Cells were seeded at 250,000 cells in each well of a 6-well plate. Following 24 hours allowing cell adherence,
cells were then treated with 50pM TGF-β (Calbiochem, CA, USA), 3000 – 10,000IU/ml IFN-2α (MBL
International, MA, USA), 10 or 25M As2O3 (Sigma-Aldrich, MO, USA), or 5M MG132 (Alexis Biochemicals, NY,
USA) for the appropriate times. Dimethyl sulfoxide (DMSO) was included as appropriate in control or
untreated conditions at a final concentration of 0.05% (i.e. MG132).
siRNA mediated gene knockdown
Cells were seeded at 250,000 cells per well of a 6-well plate. Following adherence, cells were transfected with
non-targeting control siRNA (D-001810-10, Dharmacon, CO, USA) or siRNA targeting PLSCR1 (L-003729-00)
using Dharmafect I (Dharmacon) as previously described [1].
Overexpression of wild type and C/A mutant PLSCR1
pcDNA3.1 vectors containing the coding sequence of wild type (WT) and C/A mutant PLSCR1 as well as empty
pcDNA3.1 vector were transiently transfected using Fugene HD (Roche, WI, USA) into T80 cells as previously
described [2].
Protein isolation, SDS-PAGE, and western analysis
Following cell lysis (1% Triton X-100, 50mM HEPES, 150mM NaCl, 1mM MgCl2, 1mM EGTA, 10% glycerol, and
protease inhibitor cocktail (Roche, WI, USA)) for 1 h at 4oC, lysates were harvested, and centrifuged at 14,000
rpm for 10 min at 4oC. Appropriate SDS-PAGE gels were utilized (10%) for protein separation followed by
transfer onto PVDF membranes. Western blotting was performed according to previous publications [1].
PLSCR1 mouse monoclonal (1:500 dilution, sc-59645) and SnoN rabbit polyclonal (1:1000 dilution, sc-9141)
were obtained from Santa Cruz Biotechnology (CA, USA). PAI-1 mouse monoclonal (1:500 dilution, #612024)

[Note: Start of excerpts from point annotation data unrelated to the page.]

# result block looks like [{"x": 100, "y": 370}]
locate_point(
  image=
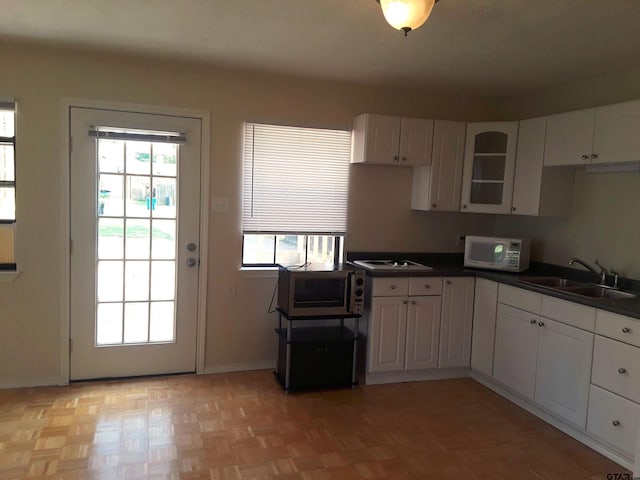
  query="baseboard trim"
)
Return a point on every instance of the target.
[
  {"x": 238, "y": 367},
  {"x": 417, "y": 376},
  {"x": 575, "y": 433},
  {"x": 34, "y": 382}
]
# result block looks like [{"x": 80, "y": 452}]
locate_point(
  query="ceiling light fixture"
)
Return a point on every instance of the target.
[{"x": 406, "y": 15}]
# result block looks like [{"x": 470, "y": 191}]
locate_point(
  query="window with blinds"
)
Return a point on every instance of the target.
[
  {"x": 295, "y": 187},
  {"x": 7, "y": 184}
]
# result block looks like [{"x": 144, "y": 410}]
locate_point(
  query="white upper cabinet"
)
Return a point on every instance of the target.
[
  {"x": 617, "y": 138},
  {"x": 539, "y": 190},
  {"x": 437, "y": 186},
  {"x": 489, "y": 163},
  {"x": 569, "y": 139},
  {"x": 390, "y": 140}
]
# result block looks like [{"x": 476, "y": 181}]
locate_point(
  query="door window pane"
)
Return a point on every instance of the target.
[
  {"x": 136, "y": 281},
  {"x": 164, "y": 197},
  {"x": 161, "y": 327},
  {"x": 109, "y": 324},
  {"x": 111, "y": 156},
  {"x": 138, "y": 157},
  {"x": 110, "y": 196},
  {"x": 136, "y": 321},
  {"x": 7, "y": 163},
  {"x": 163, "y": 239},
  {"x": 138, "y": 241},
  {"x": 7, "y": 203},
  {"x": 165, "y": 159},
  {"x": 110, "y": 238},
  {"x": 110, "y": 280}
]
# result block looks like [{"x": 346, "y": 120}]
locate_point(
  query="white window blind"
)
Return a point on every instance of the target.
[{"x": 296, "y": 180}]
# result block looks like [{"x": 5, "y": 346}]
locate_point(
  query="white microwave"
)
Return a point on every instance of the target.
[{"x": 497, "y": 253}]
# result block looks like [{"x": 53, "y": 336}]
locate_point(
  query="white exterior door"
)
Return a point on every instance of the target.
[{"x": 135, "y": 210}]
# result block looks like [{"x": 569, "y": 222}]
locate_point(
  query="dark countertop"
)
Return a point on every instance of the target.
[{"x": 450, "y": 265}]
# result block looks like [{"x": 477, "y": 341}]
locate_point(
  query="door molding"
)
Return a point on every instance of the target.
[{"x": 65, "y": 217}]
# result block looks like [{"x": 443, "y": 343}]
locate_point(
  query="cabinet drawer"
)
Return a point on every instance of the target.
[
  {"x": 425, "y": 286},
  {"x": 519, "y": 298},
  {"x": 616, "y": 367},
  {"x": 616, "y": 326},
  {"x": 613, "y": 419},
  {"x": 569, "y": 312},
  {"x": 391, "y": 287}
]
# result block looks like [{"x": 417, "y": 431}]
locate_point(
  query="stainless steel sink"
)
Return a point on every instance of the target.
[
  {"x": 553, "y": 282},
  {"x": 574, "y": 287},
  {"x": 598, "y": 292}
]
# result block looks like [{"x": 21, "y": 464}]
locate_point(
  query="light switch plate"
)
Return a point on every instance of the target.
[{"x": 220, "y": 204}]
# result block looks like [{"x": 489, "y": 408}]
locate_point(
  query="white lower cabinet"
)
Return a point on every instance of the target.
[
  {"x": 418, "y": 324},
  {"x": 547, "y": 361},
  {"x": 516, "y": 349},
  {"x": 563, "y": 370},
  {"x": 613, "y": 419}
]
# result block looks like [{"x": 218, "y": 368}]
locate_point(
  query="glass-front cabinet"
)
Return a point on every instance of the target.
[{"x": 489, "y": 164}]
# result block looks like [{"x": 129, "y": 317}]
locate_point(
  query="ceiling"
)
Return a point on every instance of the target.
[{"x": 489, "y": 47}]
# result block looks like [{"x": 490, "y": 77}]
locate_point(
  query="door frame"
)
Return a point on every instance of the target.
[{"x": 65, "y": 217}]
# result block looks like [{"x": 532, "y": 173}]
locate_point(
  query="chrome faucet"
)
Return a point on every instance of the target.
[{"x": 602, "y": 274}]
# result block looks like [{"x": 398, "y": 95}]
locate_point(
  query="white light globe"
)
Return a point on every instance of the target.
[{"x": 406, "y": 14}]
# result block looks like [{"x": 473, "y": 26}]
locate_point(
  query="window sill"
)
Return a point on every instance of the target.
[
  {"x": 259, "y": 272},
  {"x": 8, "y": 276}
]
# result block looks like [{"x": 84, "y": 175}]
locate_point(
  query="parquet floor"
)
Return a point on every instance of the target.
[{"x": 241, "y": 425}]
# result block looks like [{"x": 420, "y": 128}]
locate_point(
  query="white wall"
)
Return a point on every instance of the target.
[{"x": 239, "y": 331}]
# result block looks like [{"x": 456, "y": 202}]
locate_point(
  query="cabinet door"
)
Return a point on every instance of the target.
[
  {"x": 416, "y": 141},
  {"x": 456, "y": 322},
  {"x": 514, "y": 362},
  {"x": 616, "y": 136},
  {"x": 423, "y": 332},
  {"x": 484, "y": 326},
  {"x": 569, "y": 139},
  {"x": 563, "y": 370},
  {"x": 446, "y": 168},
  {"x": 489, "y": 162},
  {"x": 388, "y": 328}
]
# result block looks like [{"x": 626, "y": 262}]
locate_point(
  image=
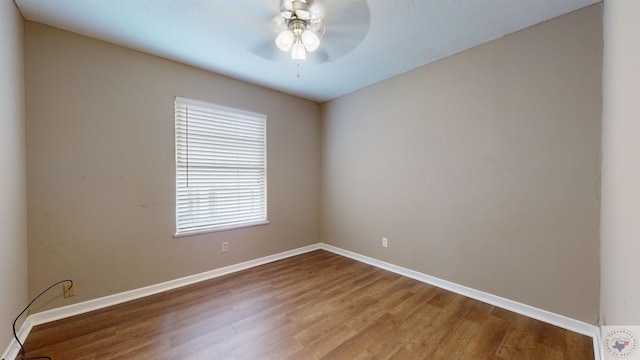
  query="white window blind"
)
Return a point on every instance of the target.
[{"x": 221, "y": 179}]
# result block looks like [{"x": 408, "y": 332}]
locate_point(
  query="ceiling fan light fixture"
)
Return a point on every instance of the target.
[
  {"x": 285, "y": 40},
  {"x": 303, "y": 28},
  {"x": 286, "y": 8},
  {"x": 310, "y": 40}
]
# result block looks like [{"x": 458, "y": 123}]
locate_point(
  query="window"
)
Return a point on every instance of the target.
[{"x": 221, "y": 179}]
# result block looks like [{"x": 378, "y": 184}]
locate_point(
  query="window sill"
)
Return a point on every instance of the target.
[{"x": 218, "y": 229}]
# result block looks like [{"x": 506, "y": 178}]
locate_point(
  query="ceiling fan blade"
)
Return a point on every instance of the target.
[
  {"x": 346, "y": 25},
  {"x": 267, "y": 49}
]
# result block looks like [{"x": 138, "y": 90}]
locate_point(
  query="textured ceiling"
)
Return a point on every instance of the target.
[{"x": 235, "y": 37}]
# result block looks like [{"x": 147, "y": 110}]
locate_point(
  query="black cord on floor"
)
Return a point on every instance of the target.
[{"x": 15, "y": 335}]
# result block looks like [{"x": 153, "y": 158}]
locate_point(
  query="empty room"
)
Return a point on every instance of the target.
[{"x": 298, "y": 179}]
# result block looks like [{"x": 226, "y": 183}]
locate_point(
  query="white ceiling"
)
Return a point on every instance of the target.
[{"x": 231, "y": 37}]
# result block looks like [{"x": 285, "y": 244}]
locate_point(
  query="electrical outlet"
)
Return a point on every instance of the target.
[{"x": 68, "y": 290}]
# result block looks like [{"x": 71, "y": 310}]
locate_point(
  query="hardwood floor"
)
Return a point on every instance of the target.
[{"x": 313, "y": 306}]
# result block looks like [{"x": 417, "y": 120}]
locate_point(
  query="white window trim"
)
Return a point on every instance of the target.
[{"x": 185, "y": 231}]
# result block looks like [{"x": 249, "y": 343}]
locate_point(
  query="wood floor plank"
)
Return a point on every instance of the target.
[{"x": 317, "y": 305}]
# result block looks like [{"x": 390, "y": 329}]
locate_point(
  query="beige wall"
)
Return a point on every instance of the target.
[
  {"x": 620, "y": 293},
  {"x": 13, "y": 201},
  {"x": 101, "y": 178},
  {"x": 481, "y": 169}
]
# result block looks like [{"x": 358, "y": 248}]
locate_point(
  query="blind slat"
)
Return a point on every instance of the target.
[{"x": 220, "y": 167}]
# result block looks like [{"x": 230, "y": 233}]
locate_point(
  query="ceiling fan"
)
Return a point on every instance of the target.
[{"x": 315, "y": 31}]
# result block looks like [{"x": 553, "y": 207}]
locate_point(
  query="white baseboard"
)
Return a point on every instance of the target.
[
  {"x": 13, "y": 349},
  {"x": 526, "y": 310},
  {"x": 59, "y": 313},
  {"x": 80, "y": 308}
]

was obtained from BD Biosciences (CA, USA). p21 mouse monoclonal (1:250 dilution, #2946), PARP rabbit
polyclonal (1:1000 dilution, #9542), LC3 rabbit polyclonal (1:1000 dilution, #2775), Lamin A/C rabbit polyclonal
(1:1000 dilution, #4777), and pan-Actin rabbit polyclonal (1:1000 dilution, #4968) antibodies were obtained
from Cell Signaling Technology (MA, USA).
Quantitative PCR
RNA was isolated using the RNeasy kit (Qiagen, CA, USA) and quantified using Nanodrop. Quantitative PCR was
performed using the One-Step PCR master mix (Applied Biosystems, CA, USA), primers/probes (Assays-byDesign) for detection of PLSCR1 (Hs01062171_m1) and SnoN (Hs01045418_m1), and the One-Step-Plus
Applied Biosystems Detection System. β-actin was used as the endogenous reference control. The PCR
conditions and correlative method of analyses were as previously described [1].
Luciferase promoter assays
The luciferase vector (pGL3) containing the PLSCR1 promoter was transfected into T80 cells using Fugene HD.
This was followed by either SnoN siRNA or TGF- treatment (as described above). The promoter activity of
PLSCR1 was determined by measuring luciferase activity (Promega, WI, USA) and a BioTek plate reader as
previously described [3].
1
Indirect immunofluorescence
Cells were seeded onto glass coverslips, allowed to adhere, and treated with IFN-2 for 18 h. Cells were then
fixed with 4% formaldehyde (in PBS) for 30 min, washed In PBS, then blocked for 1 h (PBS containing 5% goat
serum, and 0.1% Triton X-100), and incubated overnight at 4°C with anti-PLSCR1 mouse monoclonal antibody
(1:50 dilution (sc-59645, 1E9 mouse monoclonal) in PBS containing 1% goat serum and 0.1% Triton X-100).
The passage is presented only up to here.